Synopsis Data Engine

Synopsis

This operator uses the provided Synopsis Data Engine Service to compute synopsis of the streamed data events in a streaming analytic workflow.

Description

To utilize this operators functionality a Synopsis Data Engine Service (SDE Service) has to be set up. The Kafka cluster and the names of the request, data and output topic used by the SDE Service has to be provided to the operator.

The operator sends configuration messages to the request topic of the kafka cluster to configure the required synopsis computation. Then the input data events received at the input stream port are pushed to the data topic of the Kafka cluster. The SDE Service will compute the synopsis. The operator will send estimate requests through the request topic to the SDE Service (frequency: estimate frequency) to request the resulting estimates from the SDE Service (they will be pushed to the output topic of the Kafka cluster). If estimate continuous is selected, the synopsis is configured to produce continuous estimates, hence the estimate requests are not send in this case.

The operator reads from the output topic of the kafka cluster and pushes the computed estimated events further downstream (to the output stream port).

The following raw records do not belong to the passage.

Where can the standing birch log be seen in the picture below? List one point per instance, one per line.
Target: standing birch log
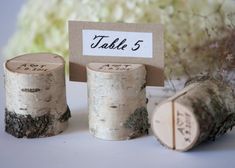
(117, 100)
(202, 111)
(35, 96)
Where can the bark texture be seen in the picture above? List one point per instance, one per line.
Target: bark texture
(203, 111)
(117, 101)
(35, 96)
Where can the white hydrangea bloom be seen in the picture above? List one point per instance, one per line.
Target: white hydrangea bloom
(43, 24)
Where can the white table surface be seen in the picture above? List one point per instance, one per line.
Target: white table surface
(76, 148)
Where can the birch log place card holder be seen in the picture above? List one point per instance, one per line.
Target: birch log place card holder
(35, 95)
(203, 110)
(118, 61)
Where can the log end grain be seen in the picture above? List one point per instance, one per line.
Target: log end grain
(36, 63)
(175, 126)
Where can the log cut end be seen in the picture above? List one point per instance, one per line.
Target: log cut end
(35, 95)
(175, 125)
(34, 63)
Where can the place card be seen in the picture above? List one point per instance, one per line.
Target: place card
(127, 43)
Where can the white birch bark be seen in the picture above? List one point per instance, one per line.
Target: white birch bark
(201, 111)
(115, 91)
(35, 87)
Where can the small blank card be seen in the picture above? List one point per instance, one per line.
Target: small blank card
(116, 43)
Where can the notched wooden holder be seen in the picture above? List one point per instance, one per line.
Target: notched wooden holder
(117, 100)
(201, 111)
(35, 96)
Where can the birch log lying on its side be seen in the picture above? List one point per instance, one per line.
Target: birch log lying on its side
(117, 100)
(35, 96)
(202, 111)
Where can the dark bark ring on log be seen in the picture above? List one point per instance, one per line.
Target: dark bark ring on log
(117, 100)
(35, 95)
(34, 127)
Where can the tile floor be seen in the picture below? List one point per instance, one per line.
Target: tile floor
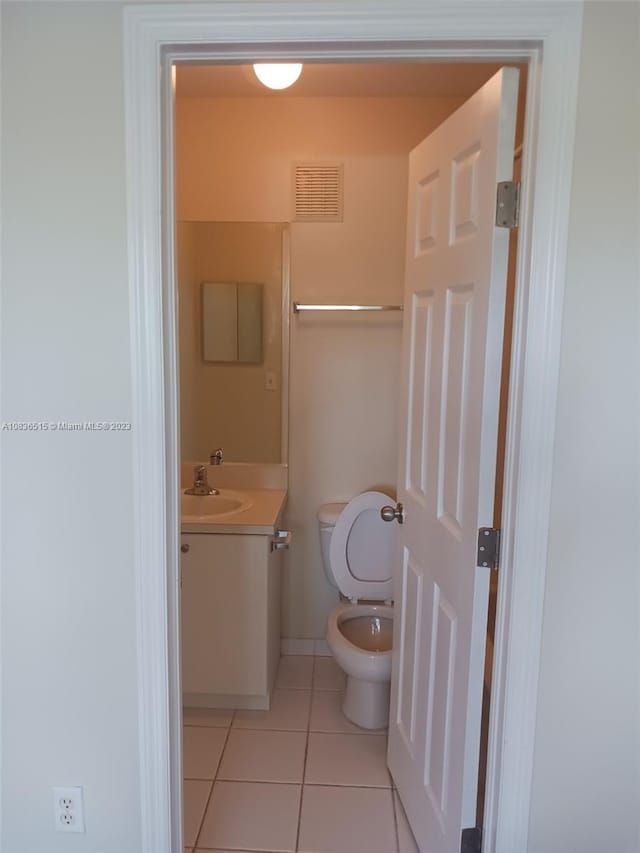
(299, 778)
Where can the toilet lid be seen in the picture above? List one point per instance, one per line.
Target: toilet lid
(361, 551)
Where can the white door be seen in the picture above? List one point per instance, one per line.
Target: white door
(456, 266)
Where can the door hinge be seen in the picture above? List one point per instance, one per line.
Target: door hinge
(508, 204)
(489, 547)
(471, 841)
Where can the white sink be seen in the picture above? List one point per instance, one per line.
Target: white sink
(203, 508)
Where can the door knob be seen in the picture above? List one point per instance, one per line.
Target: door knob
(390, 513)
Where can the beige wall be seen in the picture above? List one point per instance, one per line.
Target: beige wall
(234, 162)
(587, 761)
(228, 405)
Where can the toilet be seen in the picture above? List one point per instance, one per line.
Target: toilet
(357, 553)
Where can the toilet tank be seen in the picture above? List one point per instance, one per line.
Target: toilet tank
(327, 517)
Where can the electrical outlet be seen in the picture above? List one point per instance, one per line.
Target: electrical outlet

This is a streaming operator and needs to be placed inside a Streaming Nest or a Streaming Optimization operator. The operator defines the logical functionality and can be used in all streaming analytic workflow for any supported streaming platform (currently Flink and Spark). The actual implementation used depends on the type of connection connected to the Streaming Nest operator in which this operator is placed.

Input

connection

The connection to the Kafka Cluster which is used by the Synopsis Data Engine Service for communication.

input stream

The input of this streaming operation. It needs to receive the output of a preceding streaming operator, to define the flow of data events in the streaming analytic workflow.

Output

output stream

The output of this streaming operation. Connect it to the next Streaming operator to define the flow of the data events in the designed streaming analytic workflow.

Parameters

Synopsis type

The synopsis applied on the stream.

  • count min: count min synopsis.
  • bloom filter: bloom filter synopsis.
  • ams: ams synopsis.
  • dft: dft correlations synopsis.
  • lsh: lsh synopsis.
  • core sets: core sets synopsis.
  • hyper log log: hyper log log synopsis.
  • sticky sampling: sticky sampling synopsis.
  • lossy counting: lossy counting synopsis.
  • chain sampler: chain sampler synopsis.
  • gk quantiles: gk quantiles synopsis.
  • maritime: maritime synopsis (used for Use Case 3 of the INFORE project).
  • top k: top k synopsis.
  • optimal distributed window sampling: optimal distributed window sampling synopsis.
  • optimal distributed sampling: optimal distributed sampling synopsis.
  • window quantiles: window quantiles synopsis.

Data set key

Data set key.

Synopsis params

The parameters of the selected synopsis type (comma separated).

Synopsis parallelism

The parallelism level of the computation of the synopsis in the SDE Service

U id

The unique ID used by the synopsis computation.

Stream id key

Key in the data that should be used as StreamId.

Estimate type

Configure the estimation type for the selected synopsis type.

Estimate frequency

Frequency in which estimate requests are send to the SDE Service

Estimate params

Parameters used in the estimate requests (comma separated).

Request topic

Name of the Kafka topic used by the SDE Service to receive request/configuration messages.

Data topic

Name of the Kafka topic used by the SDE Service to receive input data events

Output topic

Name of the Kafka topic used by the SDE Service to push output data events to.